The markets are quite, not just because its August and many investors are on leave but also in anticipation to Jackson Hole meeting. So, why is this tiny place usually known for its winter ski complex, such an important economic event ?

Many of the world’s most powerful financial players and policymakers will gather for three days in Jackson Hole, a mountain resort in Wyoming. It goes back to 1978, when the first meeting of such kind was held and since then it offers a chance for central bankers, finance ministers and academics to talk about the world economy in a public but informal setting. The event is formally the Federal Reserve Bank of Kansas City’s “Economic Symposium”. All 12 of the Fed’s district banks organize research conferences. So how did Jackson Hole become Davos for central bankers?

The first one, on “World Agricultural Trade: The Potential for Growth”, took place in Kansas City, Missouri, where the bank is based. In 1982 the conference moved to Jackson Hole (which is in the Kansas City district) and persuaded Paul Volcker, then chairman of the Fed and an avid fly-fisherman, to attend. In a textbook case of network effects, Volcker’s regular attendance attracted other policymakers and made the event an unequaled gathering for big economic hitters. Most conferences are hungry for attendance; Jackson Hole is by invitation only, and in recent years those invitations have become scarcer. Vincent Reinhart, a former Fed staffer who is now with Morgan Stanley, reckons that market participants such as Wall Street economists have gone from 27% of attendees in 1982 to just 3% in 2013. Their spots have been taken by foreign central bankers, who went from 3% of attendees to 31%, and reporters, who have grown from 6% to 12%.

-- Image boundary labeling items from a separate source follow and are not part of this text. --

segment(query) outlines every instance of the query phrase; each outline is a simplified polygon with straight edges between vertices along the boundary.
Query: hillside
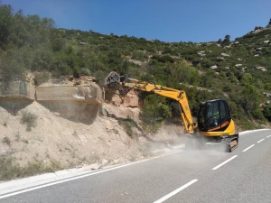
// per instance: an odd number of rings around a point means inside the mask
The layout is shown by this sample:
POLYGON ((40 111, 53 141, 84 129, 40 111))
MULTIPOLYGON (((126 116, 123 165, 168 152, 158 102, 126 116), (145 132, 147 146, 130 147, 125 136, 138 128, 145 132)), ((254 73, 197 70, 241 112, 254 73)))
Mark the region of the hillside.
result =
POLYGON ((146 113, 143 104, 150 97, 136 92, 131 94, 138 94, 137 103, 131 105, 105 91, 103 107, 97 110, 101 113, 92 124, 60 116, 36 100, 27 106, 18 102, 15 105, 23 106, 13 115, 5 108, 5 93, 18 80, 31 82, 38 89, 63 85, 63 79, 79 87, 77 79, 89 77, 102 89, 106 76, 117 71, 183 89, 194 117, 201 101, 222 97, 238 129, 270 126, 270 26, 255 27, 234 41, 226 35, 204 43, 167 43, 57 29, 52 19, 25 16, 1 4, 0 8, 0 15, 5 16, 0 19, 0 161, 4 163, 0 171, 5 177, 2 179, 14 178, 15 173, 3 173, 13 170, 22 177, 84 164, 120 163, 150 155, 153 145, 182 142, 182 127, 176 125, 168 99, 152 97, 152 109, 162 107, 166 114, 148 112, 152 119, 147 117, 146 122, 142 122, 140 113, 146 113), (37 115, 31 131, 22 124, 25 110, 37 115))

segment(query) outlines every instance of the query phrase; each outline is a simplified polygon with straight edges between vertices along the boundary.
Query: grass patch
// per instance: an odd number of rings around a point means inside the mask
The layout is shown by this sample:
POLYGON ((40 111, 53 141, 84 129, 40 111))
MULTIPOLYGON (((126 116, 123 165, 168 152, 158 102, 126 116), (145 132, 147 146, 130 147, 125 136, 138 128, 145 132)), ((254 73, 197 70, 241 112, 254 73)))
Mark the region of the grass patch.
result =
POLYGON ((10 180, 45 172, 55 172, 63 169, 61 163, 55 160, 51 160, 49 164, 44 164, 42 161, 34 161, 28 162, 23 167, 20 167, 14 161, 14 158, 8 155, 0 156, 0 180, 10 180))
POLYGON ((3 138, 2 143, 5 143, 5 144, 7 144, 7 145, 9 145, 9 146, 10 146, 10 144, 11 144, 10 139, 9 139, 8 137, 5 137, 5 136, 3 138))

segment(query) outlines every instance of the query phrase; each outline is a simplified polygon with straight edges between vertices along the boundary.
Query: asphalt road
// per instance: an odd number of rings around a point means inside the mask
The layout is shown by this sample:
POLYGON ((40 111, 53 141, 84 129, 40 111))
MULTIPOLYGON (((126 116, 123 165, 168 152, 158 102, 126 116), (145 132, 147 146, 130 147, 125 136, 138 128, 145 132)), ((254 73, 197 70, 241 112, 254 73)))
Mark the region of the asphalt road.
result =
POLYGON ((231 153, 176 150, 0 196, 0 202, 271 202, 271 130, 231 153))

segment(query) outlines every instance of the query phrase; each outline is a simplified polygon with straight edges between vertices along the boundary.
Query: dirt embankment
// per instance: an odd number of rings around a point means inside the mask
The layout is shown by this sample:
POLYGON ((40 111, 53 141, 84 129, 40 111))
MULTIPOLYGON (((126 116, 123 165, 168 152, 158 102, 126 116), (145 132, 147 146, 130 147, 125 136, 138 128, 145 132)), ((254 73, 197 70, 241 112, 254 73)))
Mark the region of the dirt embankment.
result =
POLYGON ((117 164, 147 157, 153 150, 167 147, 168 142, 179 142, 180 132, 183 132, 172 125, 153 136, 143 134, 138 128, 127 135, 117 118, 129 116, 139 125, 136 92, 130 92, 124 101, 116 96, 102 108, 97 104, 72 102, 2 97, 0 155, 13 157, 21 166, 36 161, 45 164, 57 161, 63 168, 117 164), (36 117, 30 131, 22 122, 25 112, 36 117))

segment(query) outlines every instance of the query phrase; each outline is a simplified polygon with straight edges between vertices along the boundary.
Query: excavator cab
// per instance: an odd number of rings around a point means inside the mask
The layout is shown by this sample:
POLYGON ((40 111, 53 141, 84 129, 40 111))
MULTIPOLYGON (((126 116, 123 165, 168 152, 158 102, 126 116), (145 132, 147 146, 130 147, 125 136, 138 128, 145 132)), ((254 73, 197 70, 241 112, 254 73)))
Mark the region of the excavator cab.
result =
POLYGON ((224 131, 230 120, 228 104, 224 99, 214 99, 201 104, 198 113, 198 126, 201 132, 224 131))

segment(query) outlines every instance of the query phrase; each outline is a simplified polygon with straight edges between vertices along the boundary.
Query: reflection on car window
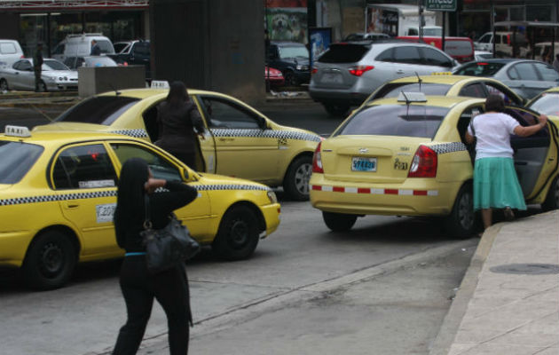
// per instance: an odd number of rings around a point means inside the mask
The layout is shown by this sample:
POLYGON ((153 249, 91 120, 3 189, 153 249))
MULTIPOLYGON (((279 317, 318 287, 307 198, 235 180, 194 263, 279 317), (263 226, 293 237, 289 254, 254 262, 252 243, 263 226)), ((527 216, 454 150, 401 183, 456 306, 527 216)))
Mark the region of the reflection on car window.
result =
POLYGON ((100 145, 78 146, 59 154, 52 170, 57 189, 88 189, 116 185, 114 167, 100 145))
POLYGON ((429 106, 369 106, 346 121, 335 136, 380 135, 432 138, 448 111, 445 107, 429 106))
POLYGON ((114 143, 111 145, 111 147, 121 162, 121 166, 130 158, 141 158, 147 162, 154 178, 166 180, 181 180, 178 169, 155 152, 124 143, 114 143))
POLYGON ((16 184, 43 153, 40 146, 0 141, 0 184, 16 184))

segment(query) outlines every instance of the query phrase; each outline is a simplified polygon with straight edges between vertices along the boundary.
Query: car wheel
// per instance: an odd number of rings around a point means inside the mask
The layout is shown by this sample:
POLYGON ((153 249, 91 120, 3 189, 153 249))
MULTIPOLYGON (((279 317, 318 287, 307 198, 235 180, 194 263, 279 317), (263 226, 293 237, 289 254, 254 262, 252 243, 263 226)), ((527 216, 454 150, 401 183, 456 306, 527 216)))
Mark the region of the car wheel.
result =
POLYGON ((344 116, 350 109, 349 105, 342 104, 323 104, 324 108, 332 116, 344 116))
POLYGON ((322 219, 333 232, 345 232, 351 229, 353 225, 355 225, 357 216, 322 211, 322 219))
POLYGON ((549 191, 547 191, 547 196, 546 196, 546 201, 541 204, 541 208, 544 210, 559 209, 559 177, 555 178, 551 183, 549 191))
POLYGON ((5 79, 0 79, 0 91, 7 91, 8 90, 10 90, 8 82, 5 79))
POLYGON ((258 244, 258 218, 247 206, 230 209, 219 225, 211 247, 225 260, 241 260, 250 256, 258 244))
POLYGON ((58 288, 69 280, 76 261, 72 241, 59 232, 47 232, 31 243, 23 262, 23 276, 33 288, 58 288))
POLYGON ((471 185, 463 185, 454 200, 453 211, 446 217, 446 230, 454 238, 465 239, 472 236, 476 230, 474 194, 471 185))
POLYGON ((283 180, 283 190, 295 201, 309 200, 309 181, 312 172, 312 157, 303 155, 294 160, 283 180))

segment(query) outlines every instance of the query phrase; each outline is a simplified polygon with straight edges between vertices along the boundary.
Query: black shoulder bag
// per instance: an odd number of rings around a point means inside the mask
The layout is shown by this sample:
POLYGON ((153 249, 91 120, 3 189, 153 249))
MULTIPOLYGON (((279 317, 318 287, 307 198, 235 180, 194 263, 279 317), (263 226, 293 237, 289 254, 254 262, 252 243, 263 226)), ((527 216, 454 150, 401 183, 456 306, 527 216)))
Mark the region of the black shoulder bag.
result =
POLYGON ((147 193, 144 196, 144 202, 146 220, 140 236, 146 246, 147 270, 151 273, 170 269, 198 254, 200 244, 190 236, 186 226, 181 224, 174 213, 169 216, 165 227, 153 229, 147 193))

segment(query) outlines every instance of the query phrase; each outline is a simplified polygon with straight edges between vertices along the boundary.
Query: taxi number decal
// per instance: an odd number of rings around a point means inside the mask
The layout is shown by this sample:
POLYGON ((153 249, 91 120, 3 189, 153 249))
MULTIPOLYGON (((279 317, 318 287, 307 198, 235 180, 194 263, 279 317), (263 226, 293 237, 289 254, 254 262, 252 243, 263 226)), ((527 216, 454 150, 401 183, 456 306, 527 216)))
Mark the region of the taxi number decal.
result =
POLYGON ((97 223, 113 222, 113 215, 116 209, 116 203, 106 203, 95 206, 97 223))

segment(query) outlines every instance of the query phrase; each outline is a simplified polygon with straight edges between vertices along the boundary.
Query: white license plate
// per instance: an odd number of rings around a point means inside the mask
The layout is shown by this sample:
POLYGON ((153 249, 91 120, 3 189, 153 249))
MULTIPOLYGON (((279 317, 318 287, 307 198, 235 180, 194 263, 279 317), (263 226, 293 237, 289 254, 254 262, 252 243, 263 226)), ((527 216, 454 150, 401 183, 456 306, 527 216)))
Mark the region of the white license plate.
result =
POLYGON ((351 170, 376 171, 376 158, 362 158, 354 156, 351 158, 351 170))

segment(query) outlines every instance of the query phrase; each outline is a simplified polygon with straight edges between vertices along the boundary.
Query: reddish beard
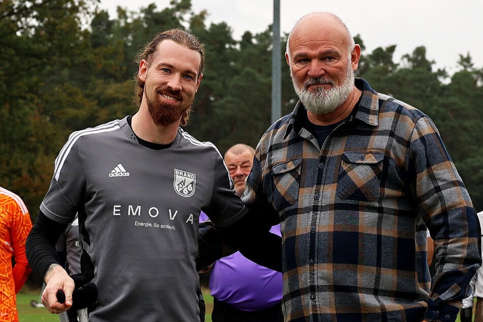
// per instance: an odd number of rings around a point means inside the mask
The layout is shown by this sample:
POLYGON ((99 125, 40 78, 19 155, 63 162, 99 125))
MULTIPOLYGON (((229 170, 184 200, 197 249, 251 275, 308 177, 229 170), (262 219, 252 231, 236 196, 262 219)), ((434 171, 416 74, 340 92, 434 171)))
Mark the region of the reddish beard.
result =
MULTIPOLYGON (((168 91, 168 95, 173 97, 178 97, 179 95, 172 91, 168 91)), ((157 98, 151 99, 146 95, 146 102, 148 106, 148 111, 152 118, 153 122, 158 126, 167 126, 178 121, 183 113, 186 112, 192 103, 184 107, 182 105, 176 106, 169 103, 160 102, 157 98)))

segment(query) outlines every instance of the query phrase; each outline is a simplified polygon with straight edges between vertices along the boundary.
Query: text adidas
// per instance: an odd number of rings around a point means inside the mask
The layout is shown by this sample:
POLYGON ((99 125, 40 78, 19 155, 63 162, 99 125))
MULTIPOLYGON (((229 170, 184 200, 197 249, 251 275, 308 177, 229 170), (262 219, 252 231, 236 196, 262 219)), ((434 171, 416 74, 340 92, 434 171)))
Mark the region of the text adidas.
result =
POLYGON ((109 176, 112 177, 128 177, 129 172, 111 172, 109 174, 109 176))

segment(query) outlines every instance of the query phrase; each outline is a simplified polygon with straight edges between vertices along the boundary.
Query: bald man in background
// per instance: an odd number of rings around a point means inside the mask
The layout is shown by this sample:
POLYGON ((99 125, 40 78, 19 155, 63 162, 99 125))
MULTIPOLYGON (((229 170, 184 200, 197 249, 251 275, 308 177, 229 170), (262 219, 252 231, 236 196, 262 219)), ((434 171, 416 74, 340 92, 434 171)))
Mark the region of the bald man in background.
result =
MULTIPOLYGON (((251 170, 254 153, 252 147, 241 143, 225 153, 225 163, 240 197, 245 191, 245 179, 251 170)), ((200 221, 207 219, 202 213, 200 221)), ((273 226, 270 232, 280 236, 280 224, 273 226)), ((246 235, 249 238, 249 231, 246 235)), ((282 322, 282 287, 280 273, 255 264, 239 251, 224 257, 215 263, 210 276, 212 320, 282 322)))

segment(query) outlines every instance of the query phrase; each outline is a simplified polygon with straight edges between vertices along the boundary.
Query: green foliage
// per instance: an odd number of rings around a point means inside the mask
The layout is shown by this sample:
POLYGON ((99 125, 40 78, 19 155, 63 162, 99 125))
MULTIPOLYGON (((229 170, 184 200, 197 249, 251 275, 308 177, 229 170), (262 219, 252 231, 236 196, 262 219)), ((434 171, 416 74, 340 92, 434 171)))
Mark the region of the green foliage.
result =
MULTIPOLYGON (((239 41, 224 22, 207 25, 209 13, 190 0, 154 3, 113 19, 98 0, 4 0, 0 2, 0 185, 21 196, 35 218, 47 190, 54 158, 73 131, 133 114, 133 59, 160 31, 187 29, 206 45, 206 68, 186 130, 223 153, 240 142, 255 146, 270 125, 272 29, 239 41)), ((282 112, 297 101, 284 53, 282 112)), ((470 192, 483 210, 483 69, 469 54, 448 76, 433 71, 426 48, 399 63, 396 45, 365 52, 357 72, 381 92, 429 115, 470 192)))

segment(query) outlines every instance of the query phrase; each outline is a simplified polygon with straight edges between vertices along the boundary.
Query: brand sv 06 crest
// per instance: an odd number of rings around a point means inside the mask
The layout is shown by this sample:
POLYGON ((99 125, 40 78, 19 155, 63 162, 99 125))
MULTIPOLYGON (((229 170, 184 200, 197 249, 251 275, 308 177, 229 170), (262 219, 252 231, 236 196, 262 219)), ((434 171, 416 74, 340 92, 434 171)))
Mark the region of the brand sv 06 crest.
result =
POLYGON ((191 197, 196 187, 196 175, 175 169, 173 185, 174 190, 181 197, 191 197))

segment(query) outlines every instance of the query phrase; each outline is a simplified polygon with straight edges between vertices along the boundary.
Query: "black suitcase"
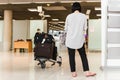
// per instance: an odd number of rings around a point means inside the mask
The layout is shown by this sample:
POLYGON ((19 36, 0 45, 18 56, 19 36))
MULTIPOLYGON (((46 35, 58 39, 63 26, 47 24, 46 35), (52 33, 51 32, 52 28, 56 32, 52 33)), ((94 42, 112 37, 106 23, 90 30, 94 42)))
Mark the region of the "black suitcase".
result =
POLYGON ((54 44, 49 44, 49 43, 40 44, 39 43, 34 48, 35 56, 52 59, 53 48, 54 48, 54 44))

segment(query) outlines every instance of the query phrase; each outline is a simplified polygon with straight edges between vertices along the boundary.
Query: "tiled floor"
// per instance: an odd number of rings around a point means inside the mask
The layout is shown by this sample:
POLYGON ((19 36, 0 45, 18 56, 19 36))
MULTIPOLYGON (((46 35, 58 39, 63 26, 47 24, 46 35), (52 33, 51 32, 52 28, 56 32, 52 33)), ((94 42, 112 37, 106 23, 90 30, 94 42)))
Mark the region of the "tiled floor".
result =
POLYGON ((62 56, 62 66, 46 62, 46 68, 42 69, 34 61, 33 53, 0 52, 0 80, 120 80, 120 70, 100 70, 100 53, 88 52, 90 70, 97 73, 95 77, 85 77, 82 71, 81 61, 76 53, 77 74, 71 77, 68 55, 66 50, 59 50, 62 56))

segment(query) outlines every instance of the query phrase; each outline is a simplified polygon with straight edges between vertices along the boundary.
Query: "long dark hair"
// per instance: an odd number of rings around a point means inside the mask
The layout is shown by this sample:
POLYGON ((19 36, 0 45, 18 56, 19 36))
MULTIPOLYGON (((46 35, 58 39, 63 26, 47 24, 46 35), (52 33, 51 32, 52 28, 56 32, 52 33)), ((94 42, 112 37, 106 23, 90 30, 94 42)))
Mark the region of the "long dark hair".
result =
POLYGON ((75 2, 75 3, 73 3, 73 5, 72 5, 72 12, 74 12, 74 11, 76 11, 76 10, 78 10, 79 12, 81 12, 81 5, 80 5, 79 2, 75 2))

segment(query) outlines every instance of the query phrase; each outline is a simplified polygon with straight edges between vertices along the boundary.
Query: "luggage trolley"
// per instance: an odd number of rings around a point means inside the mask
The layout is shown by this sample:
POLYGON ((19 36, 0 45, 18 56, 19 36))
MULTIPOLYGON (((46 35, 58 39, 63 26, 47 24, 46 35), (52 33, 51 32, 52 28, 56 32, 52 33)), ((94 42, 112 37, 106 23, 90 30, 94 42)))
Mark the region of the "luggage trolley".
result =
POLYGON ((55 53, 56 51, 56 47, 54 45, 54 43, 50 44, 50 43, 39 43, 35 46, 34 48, 34 57, 35 60, 39 61, 38 65, 41 65, 41 68, 45 68, 46 61, 50 61, 53 62, 52 65, 55 65, 55 63, 58 63, 59 66, 61 66, 62 64, 62 58, 61 56, 57 56, 57 53, 55 53), (54 58, 57 58, 57 60, 55 60, 54 58))

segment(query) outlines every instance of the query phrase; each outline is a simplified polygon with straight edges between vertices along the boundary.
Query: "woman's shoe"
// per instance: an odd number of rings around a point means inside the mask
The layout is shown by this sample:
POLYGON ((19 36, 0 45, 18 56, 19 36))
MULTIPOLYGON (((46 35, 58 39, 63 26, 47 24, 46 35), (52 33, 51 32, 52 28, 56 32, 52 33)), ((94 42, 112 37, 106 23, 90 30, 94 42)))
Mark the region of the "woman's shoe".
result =
POLYGON ((72 72, 72 77, 77 77, 77 73, 76 72, 72 72))
POLYGON ((94 72, 90 72, 90 71, 85 72, 86 77, 95 76, 95 75, 96 75, 96 73, 94 73, 94 72))

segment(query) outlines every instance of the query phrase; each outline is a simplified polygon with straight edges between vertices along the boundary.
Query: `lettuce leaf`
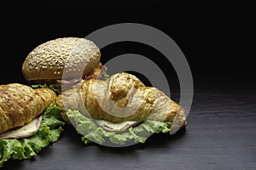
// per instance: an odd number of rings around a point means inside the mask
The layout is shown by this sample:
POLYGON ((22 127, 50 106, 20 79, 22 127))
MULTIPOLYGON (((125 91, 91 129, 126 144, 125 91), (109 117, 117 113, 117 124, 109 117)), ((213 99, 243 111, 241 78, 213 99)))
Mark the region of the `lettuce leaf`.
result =
POLYGON ((9 159, 31 159, 44 147, 58 141, 65 122, 52 103, 45 110, 38 133, 29 138, 0 139, 0 167, 9 159))
POLYGON ((147 120, 143 123, 130 128, 125 132, 108 132, 84 116, 78 110, 68 110, 68 118, 75 125, 78 133, 82 135, 82 141, 87 144, 90 142, 99 144, 123 145, 129 143, 145 143, 153 133, 170 132, 171 122, 157 122, 147 120))

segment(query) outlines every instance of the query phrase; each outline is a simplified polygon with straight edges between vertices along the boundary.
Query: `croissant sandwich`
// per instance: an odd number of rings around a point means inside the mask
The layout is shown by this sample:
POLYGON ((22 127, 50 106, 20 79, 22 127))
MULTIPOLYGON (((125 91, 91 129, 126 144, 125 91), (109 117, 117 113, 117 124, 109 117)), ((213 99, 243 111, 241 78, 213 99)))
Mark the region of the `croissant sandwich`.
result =
POLYGON ((61 117, 49 88, 20 83, 0 85, 0 167, 9 159, 30 159, 62 131, 61 117))
POLYGON ((84 143, 145 142, 154 133, 175 133, 186 125, 184 110, 137 76, 117 73, 107 81, 88 80, 62 92, 56 105, 84 143))

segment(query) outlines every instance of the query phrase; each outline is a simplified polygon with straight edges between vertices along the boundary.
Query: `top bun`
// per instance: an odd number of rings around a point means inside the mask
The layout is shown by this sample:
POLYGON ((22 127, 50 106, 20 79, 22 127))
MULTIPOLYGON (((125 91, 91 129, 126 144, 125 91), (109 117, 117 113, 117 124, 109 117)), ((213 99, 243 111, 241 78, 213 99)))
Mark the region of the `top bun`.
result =
POLYGON ((27 81, 73 79, 82 76, 100 65, 101 53, 91 41, 61 37, 35 48, 22 65, 27 81))

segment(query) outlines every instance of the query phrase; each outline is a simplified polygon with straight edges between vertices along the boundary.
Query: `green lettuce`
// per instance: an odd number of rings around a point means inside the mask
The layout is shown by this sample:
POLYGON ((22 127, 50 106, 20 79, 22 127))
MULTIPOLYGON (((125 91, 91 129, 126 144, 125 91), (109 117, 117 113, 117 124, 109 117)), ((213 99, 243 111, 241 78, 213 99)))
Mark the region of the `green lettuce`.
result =
POLYGON ((171 122, 146 120, 143 123, 130 128, 125 132, 108 132, 78 110, 68 110, 67 115, 71 122, 76 126, 78 133, 82 135, 81 139, 85 144, 90 142, 99 144, 108 142, 117 145, 129 143, 145 143, 153 133, 170 132, 172 125, 171 122))
POLYGON ((60 110, 52 103, 44 113, 42 123, 38 133, 29 138, 0 139, 0 167, 9 159, 31 159, 44 147, 56 142, 65 125, 60 110))

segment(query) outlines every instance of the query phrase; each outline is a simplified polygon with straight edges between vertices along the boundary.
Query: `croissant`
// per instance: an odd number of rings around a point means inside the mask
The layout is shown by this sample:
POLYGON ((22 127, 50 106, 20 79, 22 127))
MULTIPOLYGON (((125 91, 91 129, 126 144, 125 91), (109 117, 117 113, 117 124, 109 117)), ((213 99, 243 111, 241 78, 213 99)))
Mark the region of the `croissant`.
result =
POLYGON ((56 98, 56 105, 69 123, 66 115, 68 110, 115 123, 146 119, 172 122, 174 118, 179 124, 186 122, 184 109, 178 104, 125 72, 113 75, 107 81, 91 79, 81 82, 76 88, 62 92, 56 98))
POLYGON ((20 83, 0 85, 0 134, 30 122, 55 98, 49 88, 33 89, 20 83))

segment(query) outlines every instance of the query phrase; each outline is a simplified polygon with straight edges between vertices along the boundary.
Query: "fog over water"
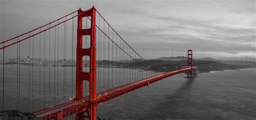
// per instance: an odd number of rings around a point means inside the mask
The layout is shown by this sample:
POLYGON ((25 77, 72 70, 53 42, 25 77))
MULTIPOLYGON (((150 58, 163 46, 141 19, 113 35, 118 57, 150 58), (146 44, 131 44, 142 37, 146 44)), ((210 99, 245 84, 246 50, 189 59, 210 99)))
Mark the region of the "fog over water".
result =
MULTIPOLYGON (((23 68, 21 71, 21 74, 26 75, 27 69, 25 68, 28 66, 21 66, 23 68)), ((37 67, 38 66, 35 66, 37 67)), ((5 67, 5 92, 8 94, 5 95, 5 107, 8 109, 16 108, 16 65, 5 67)), ((68 67, 67 71, 70 71, 70 68, 68 67)), ((38 68, 35 69, 35 73, 38 72, 38 68)), ((2 70, 1 69, 1 73, 2 70)), ((42 70, 41 76, 43 75, 43 71, 42 70)), ((177 74, 98 106, 97 116, 114 119, 255 119, 255 72, 256 69, 215 71, 199 73, 193 79, 184 78, 185 74, 177 74)), ((122 71, 119 71, 119 73, 122 73, 122 71)), ((38 75, 37 73, 34 74, 34 84, 36 86, 33 93, 35 109, 39 108, 38 75)), ((2 74, 0 76, 2 79, 2 74)), ((64 98, 63 74, 60 73, 59 76, 59 102, 61 102, 64 98)), ((67 78, 70 77, 70 74, 67 74, 67 78)), ((29 110, 27 79, 28 76, 21 77, 20 110, 23 111, 29 110)), ((43 80, 42 79, 41 80, 43 80)), ((67 78, 68 91, 64 98, 65 101, 68 100, 72 94, 71 80, 67 78)), ((41 92, 43 92, 43 81, 41 92)), ((51 84, 53 82, 50 81, 51 84)), ((48 84, 46 78, 46 104, 49 100, 48 84)), ((2 80, 0 85, 2 98, 2 80)), ((73 85, 75 86, 75 84, 73 85)), ((73 88, 75 89, 75 87, 73 88)), ((50 91, 50 100, 54 101, 53 89, 50 91)), ((41 95, 43 99, 41 104, 42 109, 44 107, 44 95, 41 93, 41 95)), ((30 111, 32 109, 32 92, 30 92, 30 111)), ((2 99, 0 103, 2 108, 2 99)), ((51 106, 53 104, 53 102, 50 102, 51 106)), ((73 118, 70 117, 68 119, 73 118)))
POLYGON ((114 119, 255 119, 256 69, 169 77, 100 105, 114 119))

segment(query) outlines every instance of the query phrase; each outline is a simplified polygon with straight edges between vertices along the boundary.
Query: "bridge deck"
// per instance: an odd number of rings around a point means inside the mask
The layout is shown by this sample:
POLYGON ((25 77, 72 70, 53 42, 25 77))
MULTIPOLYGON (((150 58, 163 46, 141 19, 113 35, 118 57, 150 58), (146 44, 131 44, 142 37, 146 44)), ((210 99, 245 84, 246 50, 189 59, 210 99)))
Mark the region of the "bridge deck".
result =
MULTIPOLYGON (((196 68, 193 67, 192 68, 192 69, 196 69, 196 68)), ((120 96, 143 86, 147 86, 150 84, 161 80, 164 78, 178 73, 186 72, 190 70, 191 70, 191 68, 186 68, 170 72, 164 73, 160 75, 152 77, 151 78, 99 93, 97 95, 97 100, 95 102, 96 102, 97 104, 100 104, 103 102, 108 101, 111 99, 120 96)), ((89 97, 85 97, 80 100, 72 101, 62 104, 51 107, 35 112, 34 114, 37 117, 43 119, 55 118, 56 115, 59 113, 63 114, 63 118, 65 118, 77 113, 85 111, 89 107, 89 97)))

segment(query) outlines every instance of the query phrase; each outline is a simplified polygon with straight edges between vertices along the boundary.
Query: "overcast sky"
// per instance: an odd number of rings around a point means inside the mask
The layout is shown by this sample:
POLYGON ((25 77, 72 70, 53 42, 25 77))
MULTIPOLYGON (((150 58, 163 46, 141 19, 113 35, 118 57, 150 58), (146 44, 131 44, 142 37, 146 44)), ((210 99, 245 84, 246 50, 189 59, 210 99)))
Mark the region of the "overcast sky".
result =
POLYGON ((0 41, 95 5, 146 58, 255 57, 255 0, 0 1, 0 41))

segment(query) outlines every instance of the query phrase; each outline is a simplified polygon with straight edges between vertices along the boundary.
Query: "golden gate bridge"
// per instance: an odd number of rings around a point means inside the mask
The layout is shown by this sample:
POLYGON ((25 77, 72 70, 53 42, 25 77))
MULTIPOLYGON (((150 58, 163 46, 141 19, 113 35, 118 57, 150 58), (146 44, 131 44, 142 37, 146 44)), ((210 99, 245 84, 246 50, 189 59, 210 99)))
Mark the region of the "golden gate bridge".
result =
POLYGON ((0 44, 2 109, 32 112, 43 119, 96 119, 100 104, 176 74, 191 78, 198 72, 192 50, 185 68, 166 71, 153 65, 94 6, 0 44), (6 63, 10 58, 13 69, 6 63))

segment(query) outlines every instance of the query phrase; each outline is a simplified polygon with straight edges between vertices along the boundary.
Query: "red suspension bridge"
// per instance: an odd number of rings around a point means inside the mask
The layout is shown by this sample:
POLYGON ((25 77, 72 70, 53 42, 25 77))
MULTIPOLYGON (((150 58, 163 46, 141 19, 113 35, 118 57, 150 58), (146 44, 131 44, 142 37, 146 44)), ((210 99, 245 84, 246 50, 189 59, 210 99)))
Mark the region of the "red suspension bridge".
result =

To maintain the relaxed atmosphere, reporters must observe what are now known as "Jackson Hole rules": the proceedings are all on the record but all other remarks during the conference, such as mealtime conversations, are off the record. Economic history has been made in Jackson Hole; Fed officials have occasionally met secretly at the conference to organize their response to global financial turmoil. And two previous Fed chairmen, Ben Bernanke and Alan Greenspan, used Jackson Hole to signal major shifts in policy.

In a nutshell, the symposium focuses on an important economic issue that faces U.S. and world economies. Participants include prominent central bankers and finance ministers, as well as academic luminaries and leading financial market players from around the world. The Symposium proceedings are closely followed by market participants, as unexpected remarks emanating from the heavyweights at the Symposium have the potential to affect global stock and currency markets.

This year, additional attention will be placed on Yellen's speech and possible mention of Fed hiking again in 2016, maybe even as soon as September. In that case, watch for the strong USD bullish wave.